Each entry in ds should look like this:

print(ds[0])
# Example output:
# {
#   "prompt": "مرحباً، قمت بشراء حاسوب محمول منكم أمس وأود الاستفسار عن موعد تسليمه.",
#   "response": "مرحباً بك! شكراً لتواصلك معنا..."
# }

Before fine-tuning, preprocess the dataset to a suitable tokenized format.

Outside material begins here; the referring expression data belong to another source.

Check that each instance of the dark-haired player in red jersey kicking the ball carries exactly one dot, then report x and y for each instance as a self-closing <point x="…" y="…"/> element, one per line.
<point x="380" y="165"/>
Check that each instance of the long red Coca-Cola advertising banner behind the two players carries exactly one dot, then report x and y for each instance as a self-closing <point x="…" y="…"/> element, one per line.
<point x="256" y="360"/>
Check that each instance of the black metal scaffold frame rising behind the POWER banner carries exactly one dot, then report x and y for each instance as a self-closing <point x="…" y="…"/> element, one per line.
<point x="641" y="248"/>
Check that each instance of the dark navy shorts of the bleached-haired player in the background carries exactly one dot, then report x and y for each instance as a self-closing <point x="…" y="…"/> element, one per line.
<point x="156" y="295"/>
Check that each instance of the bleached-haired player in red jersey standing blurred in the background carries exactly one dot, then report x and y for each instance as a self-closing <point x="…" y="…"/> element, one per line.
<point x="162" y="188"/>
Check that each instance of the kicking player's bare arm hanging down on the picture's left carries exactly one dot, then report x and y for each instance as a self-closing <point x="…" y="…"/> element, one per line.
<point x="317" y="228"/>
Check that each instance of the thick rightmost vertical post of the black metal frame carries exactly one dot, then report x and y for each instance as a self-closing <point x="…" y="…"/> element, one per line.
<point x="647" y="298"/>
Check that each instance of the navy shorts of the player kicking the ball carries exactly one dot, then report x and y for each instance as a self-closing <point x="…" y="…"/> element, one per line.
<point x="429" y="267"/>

We will assume your tokenizer is compatible with Arabic text.

tokenizer = gemma_lm.backbone.tokenizer
 
def tokenize(example):
    input_ids = tokenizer(example["prompt"], truncation=True, max_length=128)["input_ids"]
    label_ids = tokenizer(example["response"], truncation=True, max_length=128)["input_ids"]
    return {"input_ids": input_ids, "labels": label_ids}
 
tokenized_ds = ds.map(tokenize, batched=True)
tokenized_ds = tokenized_ds.with_format("tensorflow")
train = tokenized_ds.to_tf_dataset(
    columns=["input_ids", "labels"],
    shuffle=True,
    batch_size=2,
)

LoRA Fine-tuning

Enable LoRA to efficiently fine-tune only a subset of parameters.

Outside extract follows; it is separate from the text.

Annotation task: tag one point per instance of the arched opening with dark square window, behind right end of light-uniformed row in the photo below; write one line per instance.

gemma_lm.backbone.enable_lora(rank=4)

Compile the model:

optimizer = keras.optimizers.AdamW(learning_rate=1e-4, weight_decay=0.01)
gemma_lm.compile(
    loss=keras.losses.SparseCategoricalCrossentropy(from_logits=True),
    optimizer=optimizer
)

Train the model:

history = gemma_lm.fit(train, epochs=20)

Testing the Fine-Tuned Model

After training, test the model by providing a new Arabic email prompt:

test_prompt = "أود الاستفسار عن سياسة الاستبدال لديكم."
encoded_input = tokenizer(test_prompt, return_tensors="tf")["input_ids"]
 
# Generate a response
output = gemma_lm.generate(encoded_input, max_length=64)
decoded_response = tokenizer.decode(output[0], skip_special_tokens=True)
 
print("User Email:", test_prompt)
print("Gemma Response:", decoded_response)

If fine-tuning was successful, the model should produce a coherent and helpful Arabic response related to the exchange policy.

Conclusion

By following these steps and using LoRA fine-tuning, you can adapt the Gemma model to Arabic language tasks. Our use case—responding to Arabic customer emails—demonstrates how you can create more contextually relevant and specialized language models. This approach can be extended to other domains, such as voice assistants, chatbots, or document summarizers operating in Arabic.

For additional details, consult the Gemma documentation and the Gemma Cookbook.